I do not know what is going on at Glencore (GLEN). But it is not good. Steer clear.
The CEO of HSS (HSS) departed last Friday. Hereon the share price should go down. This morning’s rise is a selling opportunity.
And APR Energy (APR) approaches its 30th September date with destiny. This is a golden selling moment at 65p.
Finally, the chairman sent me last week an extract from JK Galbraith’s The Great Crash (which I first read fifty and more years ago). It supported a review on the state of play pursuant to VW’s public excoriation:
In asking these questions, we are adopting a level of conjecture we normally avoid. However, at the end of any cycle there are patterns of behavior and market responses that are, to an extent, timeless.
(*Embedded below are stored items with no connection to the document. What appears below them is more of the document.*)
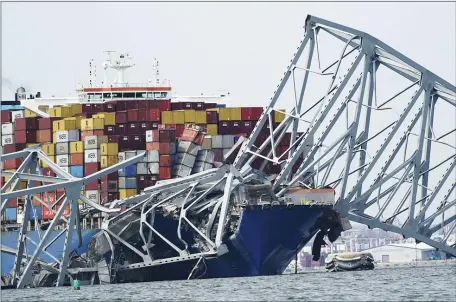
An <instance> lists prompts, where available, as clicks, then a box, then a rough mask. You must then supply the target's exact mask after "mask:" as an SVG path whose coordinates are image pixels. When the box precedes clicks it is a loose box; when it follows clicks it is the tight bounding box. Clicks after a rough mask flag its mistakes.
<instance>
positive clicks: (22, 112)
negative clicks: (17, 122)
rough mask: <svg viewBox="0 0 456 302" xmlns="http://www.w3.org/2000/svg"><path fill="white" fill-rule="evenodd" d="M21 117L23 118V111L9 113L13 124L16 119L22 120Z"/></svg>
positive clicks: (18, 110)
mask: <svg viewBox="0 0 456 302" xmlns="http://www.w3.org/2000/svg"><path fill="white" fill-rule="evenodd" d="M22 117H24V110H16V111H11V121H12V122H13V123H14V121H15V120H16V119H17V118H22Z"/></svg>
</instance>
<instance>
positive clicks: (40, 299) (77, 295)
mask: <svg viewBox="0 0 456 302" xmlns="http://www.w3.org/2000/svg"><path fill="white" fill-rule="evenodd" d="M1 296H2V297H1V298H2V299H1V300H2V301H76V300H90V301H116V300H117V301H184V300H185V301H316V300H320V301H342V300H345V301H456V265H455V264H449V265H439V266H427V267H398V268H376V269H374V270H372V271H360V272H340V273H329V272H325V271H315V272H306V273H300V274H296V275H294V274H293V275H291V274H288V275H282V276H268V277H249V278H229V279H207V280H191V281H171V282H149V283H134V284H133V283H130V284H115V285H103V286H84V287H82V288H81V290H80V291H75V290H72V289H71V288H70V287H61V288H55V287H53V288H37V289H20V290H3V291H2V293H1Z"/></svg>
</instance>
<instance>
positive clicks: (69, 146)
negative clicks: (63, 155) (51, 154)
mask: <svg viewBox="0 0 456 302" xmlns="http://www.w3.org/2000/svg"><path fill="white" fill-rule="evenodd" d="M55 153H56V154H57V155H63V154H70V143H57V144H55Z"/></svg>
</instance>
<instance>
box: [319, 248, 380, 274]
mask: <svg viewBox="0 0 456 302" xmlns="http://www.w3.org/2000/svg"><path fill="white" fill-rule="evenodd" d="M325 266H326V269H327V270H328V271H330V272H339V271H356V270H372V269H374V257H373V256H372V254H371V253H367V252H357V253H355V252H352V253H337V254H329V255H328V257H327V258H326V259H325Z"/></svg>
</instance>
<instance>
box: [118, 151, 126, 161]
mask: <svg viewBox="0 0 456 302" xmlns="http://www.w3.org/2000/svg"><path fill="white" fill-rule="evenodd" d="M117 159H118V161H119V163H120V162H121V161H124V160H125V152H119V154H118V155H117Z"/></svg>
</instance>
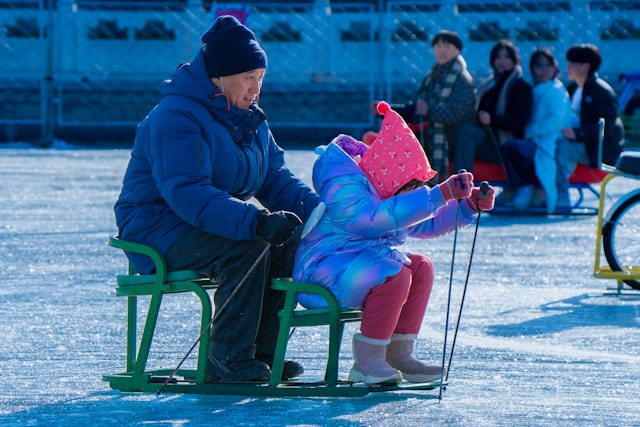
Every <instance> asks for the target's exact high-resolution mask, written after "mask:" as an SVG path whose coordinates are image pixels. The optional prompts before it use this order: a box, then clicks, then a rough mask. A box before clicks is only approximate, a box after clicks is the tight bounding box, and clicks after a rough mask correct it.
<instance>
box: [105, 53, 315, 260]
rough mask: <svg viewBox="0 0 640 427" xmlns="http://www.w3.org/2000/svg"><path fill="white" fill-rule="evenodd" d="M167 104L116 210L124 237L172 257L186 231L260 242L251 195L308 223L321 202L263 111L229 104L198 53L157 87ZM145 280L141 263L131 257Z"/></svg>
mask: <svg viewBox="0 0 640 427" xmlns="http://www.w3.org/2000/svg"><path fill="white" fill-rule="evenodd" d="M160 90H161V94H162V100H161V101H160V102H159V103H158V105H157V106H156V107H155V108H154V109H153V110H152V111H151V112H150V113H149V115H148V116H147V117H146V118H145V119H144V120H143V121H142V122H141V123H140V124H139V125H138V129H137V133H136V139H135V142H134V146H133V150H132V153H131V159H130V161H129V165H128V167H127V170H126V173H125V176H124V182H123V187H122V192H121V193H120V197H119V199H118V201H117V202H116V204H115V215H116V223H117V226H118V229H119V233H120V236H121V237H122V238H123V239H126V240H130V241H134V242H139V243H144V244H147V245H150V246H152V247H154V248H156V249H157V250H159V251H160V252H161V253H163V254H166V253H167V252H168V250H169V249H170V248H171V246H172V245H173V243H174V242H175V241H176V239H177V238H178V236H179V235H180V234H181V233H182V232H183V230H184V229H185V228H186V227H187V225H189V224H190V225H192V226H194V227H198V228H201V229H202V230H204V231H206V232H209V233H211V234H215V235H219V236H223V237H227V238H230V239H235V240H254V239H257V238H258V237H257V235H256V231H255V230H256V225H257V214H258V211H259V210H260V209H261V208H260V207H258V206H256V204H255V203H253V202H251V201H249V199H251V198H252V197H255V198H256V199H257V200H258V201H260V203H261V204H262V205H263V206H264V207H265V208H267V209H269V210H271V211H277V210H289V211H292V212H295V213H296V214H297V215H298V216H299V217H300V218H301V219H302V220H303V221H304V220H306V219H307V218H308V216H309V214H310V213H311V211H312V210H313V208H314V207H315V206H316V205H317V203H318V196H317V195H316V194H315V193H314V192H313V190H312V189H311V188H309V187H308V186H307V185H305V184H304V183H303V182H302V181H300V180H299V179H297V178H295V177H294V176H293V174H292V173H291V172H290V171H289V169H288V168H287V166H286V164H285V161H284V153H283V150H282V149H281V148H280V147H279V146H278V145H277V144H276V142H275V140H274V139H273V136H272V134H271V131H270V129H269V125H268V123H267V121H266V117H265V115H264V113H263V112H262V110H261V109H260V108H259V107H258V106H257V105H255V104H254V105H253V106H252V107H251V108H250V109H243V108H237V107H234V106H232V105H230V104H229V102H228V100H227V97H226V96H224V95H222V94H221V93H220V91H219V90H218V89H217V88H216V86H215V85H214V84H213V83H212V82H211V79H210V78H209V77H208V76H207V72H206V68H205V65H204V61H203V57H202V52H200V53H198V54H197V55H196V57H195V58H194V60H193V62H191V63H190V64H185V65H182V66H181V67H179V68H178V69H177V70H176V71H175V73H174V74H173V76H172V79H171V80H167V81H165V82H163V83H162V85H161V88H160ZM128 255H129V259H130V260H131V262H132V264H133V266H134V267H135V269H136V270H137V271H138V272H140V273H148V272H150V271H151V270H152V263H151V261H150V260H149V259H147V258H146V257H144V256H138V255H135V254H128Z"/></svg>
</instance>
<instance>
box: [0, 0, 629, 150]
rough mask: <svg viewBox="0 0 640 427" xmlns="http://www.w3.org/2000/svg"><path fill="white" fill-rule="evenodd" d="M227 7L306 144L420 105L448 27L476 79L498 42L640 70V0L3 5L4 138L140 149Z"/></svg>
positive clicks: (268, 81) (108, 2) (48, 3)
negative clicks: (625, 0)
mask: <svg viewBox="0 0 640 427" xmlns="http://www.w3.org/2000/svg"><path fill="white" fill-rule="evenodd" d="M222 13H232V14H235V15H236V16H238V17H239V18H240V19H241V20H244V21H245V23H246V24H247V25H248V26H249V27H251V28H252V29H253V30H254V31H255V32H256V35H257V37H258V39H259V40H260V43H261V44H262V46H263V48H264V49H265V50H266V52H267V54H268V56H269V70H268V73H267V78H266V81H265V84H264V86H263V92H262V95H261V98H260V102H261V105H262V106H263V108H264V109H265V111H266V112H267V114H268V116H269V121H270V123H271V125H272V126H273V127H274V129H276V130H277V131H278V132H281V134H282V135H287V131H289V133H291V135H294V136H293V137H294V138H301V139H303V140H304V139H305V138H310V139H312V138H313V137H314V136H317V137H319V138H323V137H324V135H325V134H333V133H335V132H337V131H340V132H353V133H354V134H356V133H358V132H361V131H364V130H365V129H367V128H369V127H371V126H373V119H372V117H371V115H370V113H369V107H368V105H369V103H370V101H371V100H372V99H387V100H389V101H392V102H401V101H405V100H408V99H410V98H411V96H412V94H413V91H415V89H416V88H417V86H418V83H419V81H420V79H421V78H422V77H423V75H424V74H425V73H426V72H427V71H428V69H429V68H430V66H431V64H432V63H433V57H432V54H431V49H430V47H431V39H432V37H433V35H434V34H435V33H436V32H437V31H439V30H440V29H443V28H446V29H451V30H455V31H457V32H458V33H459V34H460V35H461V36H462V38H463V41H464V48H463V52H462V53H463V56H464V57H465V59H466V60H467V63H468V65H469V69H470V71H471V73H472V75H473V76H474V77H475V78H476V80H477V81H479V80H480V79H481V78H483V77H485V76H487V75H488V74H489V73H490V67H489V64H488V56H489V50H490V49H491V46H492V45H493V43H494V42H495V40H497V39H499V38H509V39H511V40H513V41H514V42H515V43H516V45H517V46H518V48H519V51H520V54H521V56H522V57H523V61H525V63H526V62H527V61H528V58H529V55H530V53H531V52H532V51H533V49H535V48H536V47H537V46H540V45H544V46H549V47H551V48H552V49H553V50H554V51H555V52H556V55H557V57H558V59H559V60H560V65H561V69H563V70H564V69H565V68H566V62H565V61H564V52H565V51H566V49H567V48H568V47H569V45H570V44H571V43H575V42H590V43H595V44H597V45H598V46H599V47H600V48H601V50H602V53H603V61H604V62H603V65H602V68H601V74H602V75H603V76H604V77H605V78H607V79H608V80H609V81H610V83H611V84H612V85H613V86H614V87H616V86H617V85H618V76H619V75H620V74H621V73H625V72H629V71H634V70H637V69H640V64H639V63H638V61H637V58H636V56H635V55H637V54H638V52H640V0H626V1H590V0H575V1H534V0H518V1H515V0H502V1H499V0H487V1H479V0H427V1H411V2H409V1H401V0H397V1H390V0H372V1H351V2H342V1H331V2H329V1H328V0H307V1H300V0H298V1H287V2H281V3H275V2H266V1H252V2H244V3H242V2H225V3H217V2H210V1H209V2H207V1H201V0H182V1H179V0H174V1H161V0H157V1H146V2H140V1H107V0H103V1H89V0H75V1H74V0H57V1H53V0H49V1H45V0H39V1H38V0H24V1H2V0H0V60H1V61H2V64H3V65H2V67H0V141H2V140H15V139H22V140H25V139H26V140H33V141H39V142H41V143H43V144H47V143H50V142H51V140H52V139H54V138H58V139H65V140H70V141H84V142H91V141H100V140H111V141H117V140H120V141H125V142H127V143H130V142H131V140H132V135H133V133H134V130H135V125H136V124H137V123H138V122H139V121H140V120H141V119H142V118H144V116H145V115H146V114H147V112H148V111H149V110H150V109H151V108H152V107H153V106H154V105H155V103H156V102H157V101H158V99H159V93H158V90H157V88H158V85H159V83H160V82H161V81H162V80H163V79H166V78H168V77H170V75H171V73H172V71H173V69H174V68H175V66H176V65H177V64H179V63H182V62H187V61H189V60H191V59H192V58H193V56H194V55H195V53H196V52H197V50H198V49H199V48H200V40H199V39H200V35H201V33H202V32H203V31H204V30H205V29H206V28H207V27H208V26H209V25H210V24H211V22H212V21H213V19H214V16H215V15H216V14H222ZM305 132H306V133H305ZM300 142H304V141H300ZM312 142H313V143H315V142H316V141H309V143H312Z"/></svg>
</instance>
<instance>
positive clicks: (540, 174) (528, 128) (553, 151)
mask: <svg viewBox="0 0 640 427" xmlns="http://www.w3.org/2000/svg"><path fill="white" fill-rule="evenodd" d="M529 71H530V72H531V75H532V76H533V81H534V86H533V110H532V112H531V120H530V121H529V124H527V127H526V128H525V135H524V136H525V138H524V139H510V140H508V141H507V142H505V143H504V144H503V145H502V157H503V159H504V163H505V167H506V169H507V173H508V175H509V182H510V184H511V186H512V190H513V191H514V196H513V199H511V200H510V204H511V205H512V206H513V207H514V208H516V209H526V208H527V207H529V204H530V203H531V202H532V197H533V195H534V174H533V173H532V171H535V177H536V178H537V179H538V181H539V182H540V184H541V186H542V188H543V189H544V193H545V200H546V208H547V212H548V213H552V212H553V211H554V209H555V205H556V199H557V192H556V158H555V153H556V138H557V137H558V134H559V133H560V129H562V128H563V127H564V126H566V125H567V123H568V120H569V116H570V114H571V102H570V100H569V94H568V93H567V89H566V88H565V86H564V84H563V83H562V82H561V81H560V79H559V78H558V62H557V61H556V59H555V57H554V56H553V53H552V52H551V50H550V49H548V48H538V49H536V50H535V51H534V52H533V54H531V58H530V60H529Z"/></svg>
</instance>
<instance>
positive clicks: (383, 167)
mask: <svg viewBox="0 0 640 427" xmlns="http://www.w3.org/2000/svg"><path fill="white" fill-rule="evenodd" d="M377 108H378V113H380V114H382V115H383V116H384V118H383V119H382V128H381V129H380V133H379V134H378V136H377V137H376V139H375V140H374V141H373V143H372V144H371V147H370V148H369V151H367V152H366V153H365V155H364V156H362V161H361V162H360V168H361V169H362V170H363V171H364V173H365V174H366V175H367V178H368V179H369V181H370V182H371V183H372V184H373V185H374V186H375V188H376V190H378V194H380V197H382V198H383V199H386V198H388V197H391V196H393V195H394V194H395V193H396V192H397V191H398V190H399V189H400V188H402V187H403V186H404V185H406V184H407V183H408V182H409V181H411V180H412V179H417V180H420V181H424V182H427V181H429V180H430V179H431V178H433V176H434V175H435V174H436V172H435V171H434V170H433V169H431V165H430V164H429V160H428V159H427V156H426V155H425V153H424V150H423V149H422V146H421V145H420V142H419V141H418V139H417V138H416V136H415V135H414V133H413V132H412V131H411V129H409V126H407V123H406V122H405V121H404V119H403V118H402V117H400V115H399V114H398V113H397V112H395V111H393V110H392V109H391V107H390V106H389V104H387V103H386V102H380V103H379V104H378V107H377Z"/></svg>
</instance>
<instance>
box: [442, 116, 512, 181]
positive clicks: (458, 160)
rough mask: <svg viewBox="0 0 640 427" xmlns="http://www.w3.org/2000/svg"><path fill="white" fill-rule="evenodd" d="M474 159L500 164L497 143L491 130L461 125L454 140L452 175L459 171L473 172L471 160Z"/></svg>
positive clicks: (491, 162) (471, 126) (477, 126)
mask: <svg viewBox="0 0 640 427" xmlns="http://www.w3.org/2000/svg"><path fill="white" fill-rule="evenodd" d="M476 158H478V159H481V160H484V161H487V162H491V163H502V158H501V155H500V151H499V149H498V143H497V142H496V141H495V138H494V136H493V133H492V131H491V129H490V128H484V127H482V128H481V127H478V126H476V125H474V124H472V123H462V124H461V125H460V127H459V128H458V137H457V139H456V146H455V154H454V157H453V173H457V172H458V171H459V170H461V169H464V170H466V171H468V172H473V160H474V159H476Z"/></svg>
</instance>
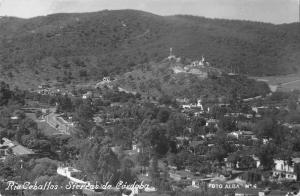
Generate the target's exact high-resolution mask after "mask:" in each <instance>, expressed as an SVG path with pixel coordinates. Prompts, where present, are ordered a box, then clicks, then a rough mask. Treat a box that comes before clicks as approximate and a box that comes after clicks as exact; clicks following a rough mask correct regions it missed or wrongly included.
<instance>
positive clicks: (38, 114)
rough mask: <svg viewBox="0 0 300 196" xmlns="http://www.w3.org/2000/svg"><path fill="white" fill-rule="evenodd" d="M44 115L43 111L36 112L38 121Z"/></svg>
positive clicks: (35, 114) (40, 110)
mask: <svg viewBox="0 0 300 196" xmlns="http://www.w3.org/2000/svg"><path fill="white" fill-rule="evenodd" d="M42 115H43V113H42V111H41V110H37V111H36V112H35V117H36V118H37V119H39V118H40V117H41V116H42Z"/></svg>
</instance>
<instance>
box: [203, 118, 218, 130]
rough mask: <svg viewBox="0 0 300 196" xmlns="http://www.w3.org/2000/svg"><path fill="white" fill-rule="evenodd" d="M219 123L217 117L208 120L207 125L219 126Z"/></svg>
mask: <svg viewBox="0 0 300 196" xmlns="http://www.w3.org/2000/svg"><path fill="white" fill-rule="evenodd" d="M218 123H219V120H217V119H209V120H207V121H206V124H205V126H206V127H208V126H213V127H216V128H217V127H218Z"/></svg>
We are
reminded of John Kenneth Galbraith’s classic passage from the Great Crash 1929, and feel something of a shudder:
“At any given time there exists an inventory of undiscovered embezzlement in—or more precisely not in—the country’s business and banks. This inventory—it should perhaps be called the bezzle—amounts at any moment to many millions of dollars. It also varies in size with the business cycle. In good times people are relaxed, trusting, and money is plentiful. But even though money is plentiful, there are always many people who need more. Under these circumstances the rate of embezzlement grows,
the rate of discovery falls off, and the bezzle increases rapidly. In depression all this is reversed. Money is watched with a narrow, suspicious eye. The man who handles it is assumed to be dishonest until he proves himself otherwise. Audits are penetrating and meticulous. Commercial morality is enormously improved. The bezzle shrinks.”